Henseling M, Eckert E, Trendelenburg U
Naunyn Schmiedebergs Arch Pharmacol. 1976;292(3):205-17. doi: 10.1007/BF00517381.
Rabbit aortic strips (nerve-free, reserpine-pretreated or normal) whose noradrenaline-metabolizing enzymes were inhibited (by in vitro treatment with 0.5 mM pargyline for 30 min and by the presence of 0.1 mM U-0521) were exposed to 1.18 muM 3H-(+/-)noradrenaline for 30 min (in most experiments). At the end of the incubation some strips were used for analysis of radioactivity (i.e., of noradrenaline and its metabolites), while for others the efflux of radioactivity was determined during 240 min of wash out with amine-free solution.
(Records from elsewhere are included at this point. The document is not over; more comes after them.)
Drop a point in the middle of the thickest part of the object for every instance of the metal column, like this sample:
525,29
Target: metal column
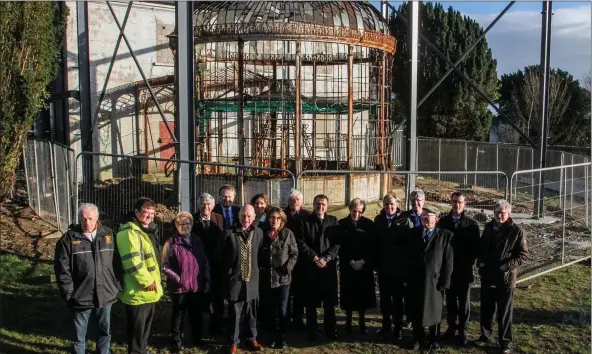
84,89
298,109
350,108
544,102
413,51
240,119
185,105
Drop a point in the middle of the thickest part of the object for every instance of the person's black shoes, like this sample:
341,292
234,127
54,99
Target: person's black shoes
482,342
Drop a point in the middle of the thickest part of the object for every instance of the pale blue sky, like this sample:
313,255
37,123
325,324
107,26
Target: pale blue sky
515,39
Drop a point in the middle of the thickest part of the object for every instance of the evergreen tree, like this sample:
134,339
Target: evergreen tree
569,105
31,35
455,109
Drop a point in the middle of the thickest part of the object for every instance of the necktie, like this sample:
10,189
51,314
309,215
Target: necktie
227,220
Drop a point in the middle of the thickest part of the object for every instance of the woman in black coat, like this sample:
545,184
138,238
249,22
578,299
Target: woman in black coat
277,257
356,264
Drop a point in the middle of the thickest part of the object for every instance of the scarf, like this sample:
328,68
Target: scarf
245,254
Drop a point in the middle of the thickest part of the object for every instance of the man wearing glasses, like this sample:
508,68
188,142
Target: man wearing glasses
503,250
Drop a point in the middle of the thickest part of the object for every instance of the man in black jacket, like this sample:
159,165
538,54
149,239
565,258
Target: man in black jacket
225,208
465,245
503,250
295,214
391,233
86,263
240,251
319,249
416,200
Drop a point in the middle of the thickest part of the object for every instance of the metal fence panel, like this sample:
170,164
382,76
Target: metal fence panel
132,179
48,172
561,234
342,186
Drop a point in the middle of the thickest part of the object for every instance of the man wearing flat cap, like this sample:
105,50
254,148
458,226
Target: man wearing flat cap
429,269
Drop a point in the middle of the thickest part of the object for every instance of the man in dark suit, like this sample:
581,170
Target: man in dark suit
429,265
295,214
208,226
225,208
503,250
317,243
465,245
416,200
391,233
240,251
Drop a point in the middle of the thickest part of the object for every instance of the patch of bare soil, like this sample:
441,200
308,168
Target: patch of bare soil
22,232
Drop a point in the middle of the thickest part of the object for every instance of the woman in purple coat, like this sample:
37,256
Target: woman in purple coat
188,279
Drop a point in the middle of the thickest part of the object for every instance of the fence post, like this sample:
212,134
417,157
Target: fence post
532,168
54,184
466,163
561,177
571,189
563,231
37,178
27,173
476,163
497,166
439,156
586,195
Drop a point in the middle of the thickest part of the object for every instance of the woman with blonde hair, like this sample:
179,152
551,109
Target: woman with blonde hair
261,204
277,257
188,279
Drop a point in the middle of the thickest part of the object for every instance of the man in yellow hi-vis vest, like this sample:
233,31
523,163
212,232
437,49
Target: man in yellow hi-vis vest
139,246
An estimate of the original distribution of the amine into the various extraneuronal and neuronal compartments of the tissue was obtained by compartmental analysis of the efflux curves. 1. Extracellular amine distributes into "compartment I + II" (characterized by a half time for efflux of less than 1 min); compartment size and half time for efflux were similar to those obtained for 14C-sorbitol. 2. The extraneuronal accumulation of noradrenaline is a quickly equilibrating process which involves compartments III and IV (with half times for efflux of 3 and 11 min, respectively). Compartment IV represents not only extraneuronally but also neuronally distributed noradrenaline (see below, 4). 3. The neuronal accumulation of noradrenaline is a slowly equilibrating process which can be subdivided into axoplasmic and vesicular accumulation. 4. The axoplasmic accumulation of noradrenaline is associated with compartments IV and V (the latter characterized by a half time for efflux of 95 min). The half time of the efflux from compartment V was independent of the original filling of this compartment (the degree of filling having been varied by changes in the duration and the amine concentration of the incubation). 5. The vesicular accumulation of noradrenaline resulted in the appearance of a "bound fraction" (i.e., of amine not participating in the efflux determined during 240 min of wash out) and in an increase in the half time of the efflux from compartment V. 6. The results support the view that the rate of relaxation (of strips initially exposed to noradrenaline and then washed out) is affected by the efflux of unchanged amine from extraneuronal and neuronal stores.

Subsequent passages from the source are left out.